Server implementation:
The server should be implemented in Python3, using TCP sockets to handle incoming
HTTP requests. HTTP requests should be parsed manually, without the assistance of any
external modules (see recitation 9 slides). Use of external modules may cause the autograder to
give 0 points.
Allowed Python modules:
● socket, json, random, datetime, hashlib, sys
The server is executed with command-line arguments, specifying the IP address, port,
accounts file, session timeout, and the root directory for file downloads.
Usage:
Your server should process only the following command-line arguments:
python3 server.py [IP] [PORT] [ACCOUNTS_FILE] [SESSION_TIMEOUT] [ROOT_DIRECTORY]

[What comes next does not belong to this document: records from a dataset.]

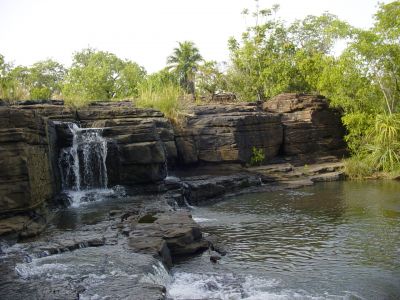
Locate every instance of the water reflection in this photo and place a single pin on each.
(330, 240)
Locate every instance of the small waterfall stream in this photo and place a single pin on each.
(83, 165)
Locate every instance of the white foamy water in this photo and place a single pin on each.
(79, 198)
(231, 287)
(203, 220)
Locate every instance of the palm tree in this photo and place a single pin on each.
(184, 62)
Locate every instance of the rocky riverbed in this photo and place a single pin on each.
(95, 202)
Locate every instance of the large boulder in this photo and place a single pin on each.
(311, 127)
(228, 133)
(142, 141)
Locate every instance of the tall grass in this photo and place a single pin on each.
(380, 150)
(166, 97)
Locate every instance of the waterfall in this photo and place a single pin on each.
(83, 164)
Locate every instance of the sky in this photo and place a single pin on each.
(145, 31)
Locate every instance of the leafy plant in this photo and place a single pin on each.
(165, 96)
(257, 157)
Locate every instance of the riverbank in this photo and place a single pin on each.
(94, 201)
(123, 243)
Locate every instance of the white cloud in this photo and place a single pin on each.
(144, 31)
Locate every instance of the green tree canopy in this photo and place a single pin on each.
(184, 62)
(100, 75)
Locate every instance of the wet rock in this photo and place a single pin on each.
(201, 188)
(227, 133)
(216, 246)
(175, 230)
(153, 245)
(215, 258)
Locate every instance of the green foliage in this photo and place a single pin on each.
(257, 157)
(184, 62)
(357, 125)
(98, 75)
(356, 168)
(41, 81)
(45, 79)
(272, 58)
(161, 92)
(382, 150)
(210, 79)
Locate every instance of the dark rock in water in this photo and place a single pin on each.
(215, 258)
(149, 218)
(227, 133)
(215, 245)
(201, 188)
(177, 230)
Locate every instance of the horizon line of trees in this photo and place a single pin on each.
(271, 57)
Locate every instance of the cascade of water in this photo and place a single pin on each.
(83, 164)
(166, 160)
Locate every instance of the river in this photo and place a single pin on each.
(338, 240)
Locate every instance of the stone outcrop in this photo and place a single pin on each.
(228, 133)
(26, 174)
(167, 235)
(311, 128)
(140, 141)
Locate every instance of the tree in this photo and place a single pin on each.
(262, 62)
(45, 79)
(209, 79)
(100, 75)
(184, 62)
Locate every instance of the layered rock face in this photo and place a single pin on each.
(141, 141)
(26, 174)
(228, 133)
(310, 126)
(31, 136)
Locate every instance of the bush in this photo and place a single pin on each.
(258, 156)
(356, 168)
(379, 151)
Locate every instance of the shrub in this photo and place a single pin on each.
(257, 157)
(166, 97)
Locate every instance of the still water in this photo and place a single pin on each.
(337, 240)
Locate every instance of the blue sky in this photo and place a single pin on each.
(144, 31)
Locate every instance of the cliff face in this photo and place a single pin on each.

Example: python3 server.py 127.0.0.1 8080 accounts.json 5 accounts/
● IP: The IP address on which the server will bind to.
● PORT: The port on which the server will listen for incoming connections.
● ACCOUNTS_FILE: A JSON file containing user accounts and their hashed passwords
along with the corresponding salt.
● SESSION_TIMEOUT: The session timeout duration (in seconds).
● ROOT_DIRECTORY: The root directory containing user directories.
Included project files and scripts:
You are provided with the following goodies:
● server.py
○ This is where you will implement all of your code for the HTTP server.
● passwords.json
○ This json file contains key-value pairs of username-plaintext_password combos
for all existing user accounts. This file will be used by the client to login to an
account. The username and plaintext passwords should be interpreted as strings.
● accounts.json
○ This json file contains key-value pairs of username-[hashed_password,salt]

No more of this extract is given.